Deux expositions sinon rien ? Et une petite mise en regard qui ne manque pas de sel avec un dialogue entre le très sérieux parcours Décorations présidentielles & diplomatie et New Economy, plus malicieux certes, mais chargé de réflexion.
Décorations présidentielles & diplomatie – Musée de la Légion d’honneur et des ordres de chevalerie
Un titre clair pour une question essentielle en matière de politique étrangère. Car derrière les ornements présentés dans les salles du Musée de la Légion d’Honneur, c’est une facette inconnue du ballet géopolitique qui se cache. Quand, lors d’une visite officielle, un pays étranger décide de distinguer ainsi un président français, c’est un acte fort de reconnaissance et d’alliance. De 1870 à nos jours, l’exposition revient sur le pourquoi du comment de ce geste diplomatique et du protocole qui l’accompagne, récurrent au fil de cinq républiques.
La tradition, qui remonte aux temps de la chevalerie, reprise par Napoléon Ier, perdure encore avec une vivacité dont les bulletins d’information ne témoignent guère, demeurant sur l’anecdotique de l’évènement sans en fouiller les raisons véritables. Cette coutume prend ici corps au travers de quelque 190 décorations reçues par 19 de nos chefs d’État, depuis Adolphe Thiers jusqu’à Emmanuel Macron en passant par Sadi Carnot, Valéry Giscard d’Estaing, François Hollande, Nicolas Sarkozy… Certains ne furent décorés que durant leur mandat, d’autres en dehors également.
Outre leur participation à un processus d’alliance entre deux puissances dont ils concrétisent avec majesté la véracité, on appréciera la beauté des bijoux présentés, leur précision, leur décryptage car tout dans ces médailles, est symbolique, depuis les motifs et les pierres précieuses utilisées jusqu’à la couleur des rubans. C’est donc aussi un objet de très grande valeur qui est remis ainsi qu’un titre, donc un acte d’élévation au rang de… De quoi accroître un peu le prestige de la France ?

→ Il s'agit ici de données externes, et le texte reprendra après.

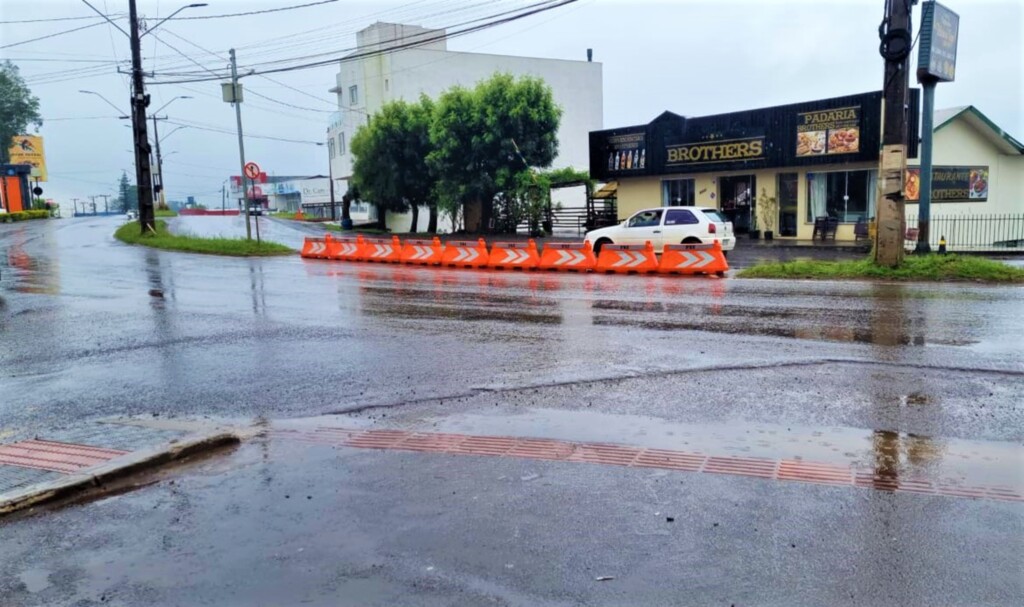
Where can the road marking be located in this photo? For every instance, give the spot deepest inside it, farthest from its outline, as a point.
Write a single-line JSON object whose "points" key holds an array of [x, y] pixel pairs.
{"points": [[637, 457]]}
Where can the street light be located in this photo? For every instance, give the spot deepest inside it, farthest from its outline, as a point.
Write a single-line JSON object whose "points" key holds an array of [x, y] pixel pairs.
{"points": [[109, 102]]}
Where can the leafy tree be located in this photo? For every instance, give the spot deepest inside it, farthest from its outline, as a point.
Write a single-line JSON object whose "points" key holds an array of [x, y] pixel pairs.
{"points": [[127, 193], [483, 138], [18, 107], [390, 166]]}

New Economy – Sabine Pigalle – Cité de l’Économie
Ce n’est pas la première fois que nous citons Sabine Pigalle dans nos articles. Spécialiste du collage, l’artiste parisienne s’amuse à revisiter les classiques de la peinture de manière espiègle et im-pertinente. Nouveau fait d’arme en date, la série New Economy où elle s’attaque aux augustes profils des dirigeants gravés sur nos pièces de monnaie. Rois, reines, présidents, hommes politiques, scientifiques… tout le monde se retrouve ainsi masqué de belle manière. Car il s’agit d’une réflexion sur la fragilité de nos systèmes financiers et de nos économies par temps de COVID.
La pandémie a en effet mis en lumière les failles d’une globalisation qui s’enraye très rapidement : un confinement massif en Chine, un bateau coincé dans un canal, le climat qui bat la breloque, le tourisme en berne… et nos sous ne valent plus rien ! Nos sous justement : si elle repense la petite monnaie qui traîne dans nos poches, c’est parce que cette dernière disparaît à la faveur de la dématérialisation des échanges bancaires, là aussi avec des fluctuations de valeurs qui font frémir.
En plein essor des bitcoins (qui n’ont pas atteint le pinacle qu’ils essuient déjà les crises successives, avec des fortunes parties en fumée en une journée), l’exposition New Economy se veut ironique : les profils masqués des puissants d’hier et d’aujourd’hui n’ont jamais eu prise sur l’avidité, encore moins sur le fil du temps ; c’est un pied de nez évident à la pompe du pouvoir qui n’échappe pas aux ravages du temps, car à la tête des états, ce sont des hommes qu’on place, faillibles, mortels. Aussi décorés, adulés, respectés soient-ils, ils n’en demeurent pas moins hommes.